There’s an equation we use for successful selling. It is focus + segmentation = higher win ratio at a lower cost. Focus and segmentation can be outlined in a sales coverage model, which we believe is one of the most important tools for any successful sales organization.
At first glance, the sales coverage model may seem basic but used properly it can become the basis for your sales success. A sales coverage model must be defined and transparent, and it must contain the following:
- Goals & targets: Clear targets and monetary goals must be delineated for net new business and existing targets. The more defined these are, the better. These numbers should be divided up quarterly and/or monthly. Each quarter/month will be different, as it will account for different variables (ex. your busy season, customer’s buying process).

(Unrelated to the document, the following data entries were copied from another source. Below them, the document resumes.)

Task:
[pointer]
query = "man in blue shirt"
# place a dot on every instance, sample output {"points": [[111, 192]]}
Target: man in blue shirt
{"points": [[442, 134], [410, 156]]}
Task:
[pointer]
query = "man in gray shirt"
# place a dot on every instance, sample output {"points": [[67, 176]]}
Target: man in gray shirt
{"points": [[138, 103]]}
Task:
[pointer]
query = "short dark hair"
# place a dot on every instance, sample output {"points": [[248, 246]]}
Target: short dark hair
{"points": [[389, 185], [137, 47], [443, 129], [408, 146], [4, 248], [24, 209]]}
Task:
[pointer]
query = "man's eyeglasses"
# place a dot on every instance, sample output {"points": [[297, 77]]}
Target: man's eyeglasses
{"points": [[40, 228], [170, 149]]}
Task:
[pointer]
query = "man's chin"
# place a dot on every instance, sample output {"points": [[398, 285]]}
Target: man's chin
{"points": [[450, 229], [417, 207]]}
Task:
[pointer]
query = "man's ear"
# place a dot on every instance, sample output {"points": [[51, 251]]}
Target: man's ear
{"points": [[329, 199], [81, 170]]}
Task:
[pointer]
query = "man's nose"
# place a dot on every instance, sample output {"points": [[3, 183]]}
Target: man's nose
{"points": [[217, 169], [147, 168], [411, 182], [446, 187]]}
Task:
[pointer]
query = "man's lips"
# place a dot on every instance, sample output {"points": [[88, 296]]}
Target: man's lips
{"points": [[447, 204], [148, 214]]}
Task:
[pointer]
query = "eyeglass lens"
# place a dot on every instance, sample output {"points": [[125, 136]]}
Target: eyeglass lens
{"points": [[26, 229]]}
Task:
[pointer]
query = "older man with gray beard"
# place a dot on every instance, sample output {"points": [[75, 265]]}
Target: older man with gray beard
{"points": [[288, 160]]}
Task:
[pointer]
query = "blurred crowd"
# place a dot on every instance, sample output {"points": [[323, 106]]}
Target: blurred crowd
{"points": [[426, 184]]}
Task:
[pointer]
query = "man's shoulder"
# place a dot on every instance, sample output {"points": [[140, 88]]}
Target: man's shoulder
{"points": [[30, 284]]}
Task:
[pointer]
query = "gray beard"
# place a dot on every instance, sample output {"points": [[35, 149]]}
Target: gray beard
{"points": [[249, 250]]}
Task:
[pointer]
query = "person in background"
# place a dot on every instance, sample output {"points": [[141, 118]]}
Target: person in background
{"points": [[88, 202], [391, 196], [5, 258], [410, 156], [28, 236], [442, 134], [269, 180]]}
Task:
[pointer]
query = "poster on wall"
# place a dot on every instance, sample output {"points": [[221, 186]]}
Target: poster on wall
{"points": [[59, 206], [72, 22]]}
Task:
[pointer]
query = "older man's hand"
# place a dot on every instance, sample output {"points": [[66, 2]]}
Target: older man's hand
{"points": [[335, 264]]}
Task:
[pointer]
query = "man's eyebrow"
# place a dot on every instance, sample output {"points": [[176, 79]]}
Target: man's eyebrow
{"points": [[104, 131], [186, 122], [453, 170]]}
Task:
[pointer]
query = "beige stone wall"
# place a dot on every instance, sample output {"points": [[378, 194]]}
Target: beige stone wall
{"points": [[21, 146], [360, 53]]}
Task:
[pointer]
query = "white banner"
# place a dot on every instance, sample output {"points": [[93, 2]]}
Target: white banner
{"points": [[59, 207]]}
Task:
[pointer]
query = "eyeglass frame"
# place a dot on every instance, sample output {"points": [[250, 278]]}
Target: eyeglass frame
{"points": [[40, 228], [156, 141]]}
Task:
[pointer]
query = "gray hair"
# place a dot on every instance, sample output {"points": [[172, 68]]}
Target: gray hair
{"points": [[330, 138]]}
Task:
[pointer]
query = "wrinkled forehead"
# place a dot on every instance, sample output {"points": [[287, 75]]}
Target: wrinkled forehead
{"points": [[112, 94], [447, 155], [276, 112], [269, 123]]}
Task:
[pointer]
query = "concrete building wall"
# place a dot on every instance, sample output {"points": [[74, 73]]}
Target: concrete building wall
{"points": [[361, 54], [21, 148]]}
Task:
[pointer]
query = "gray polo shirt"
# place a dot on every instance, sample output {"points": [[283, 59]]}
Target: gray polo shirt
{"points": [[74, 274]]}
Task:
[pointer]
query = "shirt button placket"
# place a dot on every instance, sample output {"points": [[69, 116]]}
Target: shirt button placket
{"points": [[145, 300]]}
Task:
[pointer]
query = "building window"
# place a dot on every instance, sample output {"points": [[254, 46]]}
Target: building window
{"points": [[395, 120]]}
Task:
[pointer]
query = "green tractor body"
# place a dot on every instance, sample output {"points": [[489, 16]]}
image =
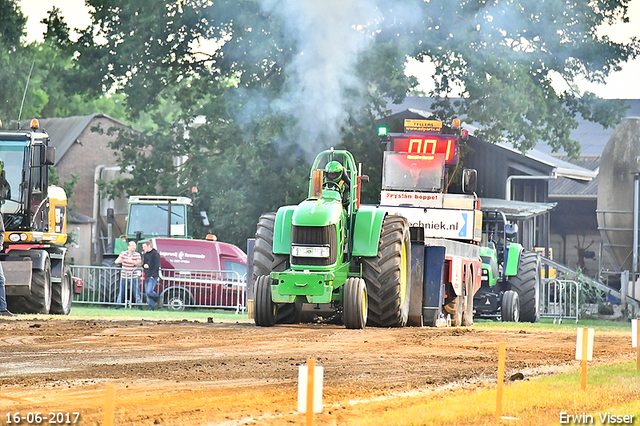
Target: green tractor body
{"points": [[510, 275], [315, 252]]}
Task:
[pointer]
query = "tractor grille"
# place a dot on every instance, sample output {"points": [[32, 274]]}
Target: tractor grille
{"points": [[315, 235]]}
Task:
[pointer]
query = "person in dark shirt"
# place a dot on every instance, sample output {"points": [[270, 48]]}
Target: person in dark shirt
{"points": [[151, 265], [3, 299]]}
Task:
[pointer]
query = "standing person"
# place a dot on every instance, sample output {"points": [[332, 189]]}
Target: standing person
{"points": [[151, 265], [130, 260], [4, 312]]}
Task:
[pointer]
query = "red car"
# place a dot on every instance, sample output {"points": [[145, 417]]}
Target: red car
{"points": [[201, 273]]}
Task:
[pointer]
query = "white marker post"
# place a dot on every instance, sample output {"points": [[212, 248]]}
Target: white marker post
{"points": [[635, 337], [109, 405], [584, 351], [501, 360], [310, 389]]}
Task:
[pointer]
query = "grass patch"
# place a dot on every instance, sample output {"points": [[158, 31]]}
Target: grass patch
{"points": [[547, 324], [202, 315], [611, 389]]}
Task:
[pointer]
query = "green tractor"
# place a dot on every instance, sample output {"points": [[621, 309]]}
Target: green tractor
{"points": [[329, 253], [510, 275]]}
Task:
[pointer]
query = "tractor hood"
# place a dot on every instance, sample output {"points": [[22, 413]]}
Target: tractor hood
{"points": [[323, 211]]}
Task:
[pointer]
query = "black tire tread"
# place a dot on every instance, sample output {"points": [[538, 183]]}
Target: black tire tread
{"points": [[354, 317], [526, 284], [382, 275], [62, 293], [264, 315], [510, 306], [265, 261]]}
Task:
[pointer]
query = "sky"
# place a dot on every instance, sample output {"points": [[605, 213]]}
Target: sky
{"points": [[624, 84]]}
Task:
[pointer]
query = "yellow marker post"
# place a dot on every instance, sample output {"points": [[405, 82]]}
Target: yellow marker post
{"points": [[501, 360], [638, 343], [585, 354], [311, 363], [109, 405]]}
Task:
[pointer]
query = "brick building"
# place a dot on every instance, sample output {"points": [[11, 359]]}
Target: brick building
{"points": [[82, 149]]}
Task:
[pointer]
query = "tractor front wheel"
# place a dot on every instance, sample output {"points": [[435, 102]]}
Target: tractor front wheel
{"points": [[510, 306], [264, 309], [354, 303], [266, 261], [62, 293], [527, 285]]}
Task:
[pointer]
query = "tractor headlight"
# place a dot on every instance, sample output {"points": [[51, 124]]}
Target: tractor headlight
{"points": [[310, 251]]}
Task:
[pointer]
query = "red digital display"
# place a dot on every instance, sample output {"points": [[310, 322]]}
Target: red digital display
{"points": [[445, 145]]}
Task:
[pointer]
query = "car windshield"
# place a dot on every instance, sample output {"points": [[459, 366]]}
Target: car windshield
{"points": [[151, 220]]}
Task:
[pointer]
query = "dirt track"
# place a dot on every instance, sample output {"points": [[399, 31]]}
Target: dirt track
{"points": [[189, 373]]}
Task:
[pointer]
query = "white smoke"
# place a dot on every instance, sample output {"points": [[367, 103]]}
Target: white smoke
{"points": [[329, 36]]}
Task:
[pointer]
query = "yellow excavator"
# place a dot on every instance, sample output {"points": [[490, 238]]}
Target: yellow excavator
{"points": [[37, 276]]}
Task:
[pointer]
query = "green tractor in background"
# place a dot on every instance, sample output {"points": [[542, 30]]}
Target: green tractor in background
{"points": [[510, 275], [329, 253]]}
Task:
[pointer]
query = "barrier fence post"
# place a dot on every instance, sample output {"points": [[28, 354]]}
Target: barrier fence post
{"points": [[585, 346], [501, 360]]}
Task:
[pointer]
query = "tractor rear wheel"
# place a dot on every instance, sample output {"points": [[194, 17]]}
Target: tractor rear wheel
{"points": [[62, 293], [510, 306], [387, 275], [527, 285], [264, 308], [265, 261], [354, 303]]}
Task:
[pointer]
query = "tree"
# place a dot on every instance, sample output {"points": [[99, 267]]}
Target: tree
{"points": [[265, 75], [506, 56]]}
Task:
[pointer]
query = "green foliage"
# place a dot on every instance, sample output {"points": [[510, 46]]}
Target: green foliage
{"points": [[238, 67], [505, 56]]}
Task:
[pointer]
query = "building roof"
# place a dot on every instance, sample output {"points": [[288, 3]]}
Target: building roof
{"points": [[560, 166], [568, 188], [516, 210], [592, 136], [79, 218], [65, 131]]}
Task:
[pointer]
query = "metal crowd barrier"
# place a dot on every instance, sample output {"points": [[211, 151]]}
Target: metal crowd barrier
{"points": [[559, 299], [179, 289]]}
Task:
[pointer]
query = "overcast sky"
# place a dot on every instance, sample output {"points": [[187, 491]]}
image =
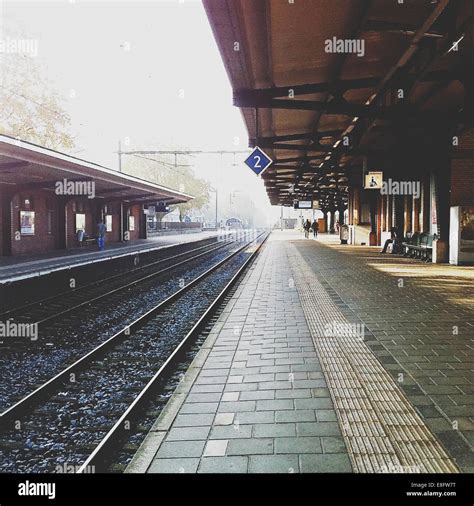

- Right people: Can your staff handle these goals? You’ll need trained, certified individuals who can do the job quickly and effectively. If you have a high turnover rate or an under-qualified staff, it’s time to do something differently. Turnover, as we all know, is very expensive and can be taxing on an organization.
- Groups: Once you have the right people hired, divide up leadership and sales people into groups. Each group will have targets and quotas. Over-quota each group by about 10% to keep everyone motivated and most importantly, to make sure the company makes its number.
- Account segmentation: Examples of segments include new business, installed base, SMB, large accounts and small accounts, and each should be covered differently. Decide how to handle customers and segments based on their value, as different accounts have different profitability. If there are too many segments for your team to handle, you may want to consider covering some of them with partners.
- Resources & budget: Competitive compensation plans are needed for everyone from VP of Sales to inside sales that are relative to the goal. This ensures that everyone makes their quota and pulls their weight. Do you have the budget to go after the goals you set?
- Organization: The sales coverage model should be organized in a way that makes sense for your selling process and playbooks. This could be vertically versus horizontally, new versus existing accounts, geographically, etc.
- Priorities: Just how Rome was not built in a day, most companies cannot afford to undertake all new initiatives at the same time. Prioritize what you want to accomplish in the sales coverage model. Make sure you get buy-in to ensure its success.
Once created, the sales coverage model can only provide value if used properly. To meet your sales goals, a structured sales process with key activities and steps should be in place, as well as a playbook that WORKS and a CRM database for close monitoring of all prospective and current sales. The sales coverage model should be examined on a monthly basis with very structured reviews of each group, and sales person if necessary.
At the end of the day, sales leadership needs to make their numbers. This can’t happen without support from the entire sales organization. Do the math in 2013 by implementing a sales coverage model for increased sales without breaking the bank.